Considero que a iniciativa constitui-se em uma excelente solução jurídica para a questão do decesso do judiciário. Entretanto, também considero que a sua implementação é um ponto crítico que necessita ser superado. Sensível a essa realidade é que, dentro dos meus limites, apresento o seguinte esboço de contribuição.

Tomemos o esquema abaixo (clique na imagem para vê-la ampliada) em que representada a minha contribuição:



O caput do dispositivo prevê a hipótese de incidência da norma, qual seja, "quando houver multiplicidade de recursos com fundamento em idêntica questão de direito", logo é necessário que haja em cada tribunal de 2º grau instrumentos hábeis para a detecção das causas repetitivas e, mais, como a mesma argumentação de direito. Assim, não basta que os recursos versem sobre as mesmas questões legais, mas a argumentação de cada parte seja a mesma, ou seja, que versem sobre a mesma questão jurídica e que pretenda dar a ela, por idênticas razões, o mesmo tratamento jurídico.

Vamos por partes. Primeiro a detecção de causas repetidas acerca da(s) mesma(s) questão(ões) jurídica(s). Nesse ponto é fundamental que o tribunal tenha controle sobre o seu acervo, que tenha como saber quais e quantos autos referem-se a uma dada questão. Um bom instrumento para isso são as tabelas de assuntos e os softwares de gerenciamento de acervo com base no cadastramento dos autos de acordo com as tabelas de assunto e de movimentação processual. [setas laranjas]

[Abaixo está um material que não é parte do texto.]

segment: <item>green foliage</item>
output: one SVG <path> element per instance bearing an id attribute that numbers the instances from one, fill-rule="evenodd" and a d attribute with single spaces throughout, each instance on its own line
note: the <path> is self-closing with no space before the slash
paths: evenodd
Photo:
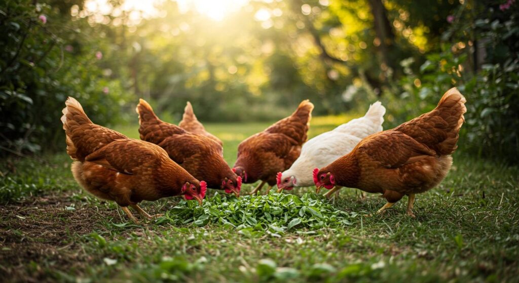
<path id="1" fill-rule="evenodd" d="M 124 97 L 117 80 L 102 77 L 95 43 L 79 39 L 84 21 L 64 23 L 49 5 L 31 3 L 0 6 L 1 155 L 63 144 L 59 118 L 68 96 L 101 123 L 117 121 Z"/>
<path id="2" fill-rule="evenodd" d="M 351 225 L 357 216 L 337 210 L 323 202 L 321 197 L 309 193 L 300 197 L 272 191 L 266 195 L 246 195 L 239 199 L 216 193 L 204 200 L 202 206 L 195 203 L 182 201 L 157 223 L 193 223 L 199 227 L 218 224 L 236 228 L 246 235 L 260 232 L 281 237 L 291 230 Z"/>

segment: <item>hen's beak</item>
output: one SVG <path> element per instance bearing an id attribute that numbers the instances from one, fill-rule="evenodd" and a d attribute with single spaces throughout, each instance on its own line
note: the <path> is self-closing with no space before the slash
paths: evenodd
<path id="1" fill-rule="evenodd" d="M 321 191 L 321 189 L 322 188 L 323 188 L 322 185 L 320 185 L 319 186 L 316 186 L 316 193 L 319 193 L 319 192 Z"/>
<path id="2" fill-rule="evenodd" d="M 193 196 L 193 197 L 194 197 L 195 199 L 196 200 L 197 202 L 198 202 L 198 204 L 200 204 L 200 206 L 202 206 L 202 203 L 203 202 L 203 200 L 202 200 L 202 198 L 200 197 L 200 196 L 198 196 L 198 195 Z"/>
<path id="3" fill-rule="evenodd" d="M 236 189 L 236 188 L 232 188 L 230 189 L 230 190 L 231 191 L 233 192 L 233 193 L 234 193 L 234 195 L 236 196 L 236 197 L 240 197 L 240 192 L 238 191 L 237 189 Z"/>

O ideal aqui é que se adotasse uma tabela (taxonomia) única, como a desenvolvida pelo Conselho Nacional de Justiça (CNJ) e, até agora, implantada tão-somente pelo Supremo Tribunal Federal (STF), clique aqui para ler a notícia. A tabela única é importante porque permitirá aos ministros relatores do STJ, com o compartilhamento das bases de dados, identificar, antes mesmo da controvérsia subir, se há recursos repetitivos sendo interpostos nos tribunais de segundo grau, podendo, desse modo, tomar, se for o caso, a providência da determinação da suspensão nos tribunais de 2º grau dos recursos que tenham por objeto tais controvérsias (§2º). [setas pontilhadas]

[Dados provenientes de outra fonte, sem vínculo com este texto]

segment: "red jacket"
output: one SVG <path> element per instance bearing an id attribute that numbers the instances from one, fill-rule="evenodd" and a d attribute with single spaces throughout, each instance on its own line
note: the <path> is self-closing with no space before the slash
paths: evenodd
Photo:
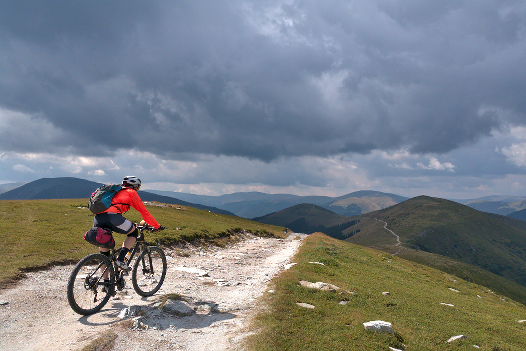
<path id="1" fill-rule="evenodd" d="M 123 204 L 127 204 L 123 205 Z M 139 213 L 143 216 L 143 219 L 146 221 L 146 223 L 151 225 L 155 229 L 159 229 L 161 225 L 157 223 L 153 216 L 146 209 L 144 204 L 141 201 L 139 195 L 135 190 L 123 187 L 112 198 L 112 206 L 109 208 L 104 212 L 118 212 L 122 215 L 128 212 L 130 208 L 130 206 L 139 211 Z"/>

Há, entretanto, um complicador. Também é necessário uma taxonomia e um software para gerenciar as razões de direito dos autos que têm a mesma classificação na tabela de assuntos. Isso é importante, porque se houver uma tese diferente das que foram postas reiteradamente, ela deve ser apreciada pelo STJ. É importante também para a seleção dos autos mais representativos, ou seja, os que abranjam todas as razões deduzidas. [setas verdes] Outra vantagem que diviso para essa taxonomia é que os precedentes do STJ poderiam, uma vez também por essa taxonomia classificados, filtrar, se integrado com os bancos de teses dos demais tribunais, os recursos repetitivos existentes no 2º grau de todo o país quase automaticamente. [seta azul]

Isso foi o que me ocorreu neste primeiro momento acerca da implementação da Lei 11.672. Até a próxima.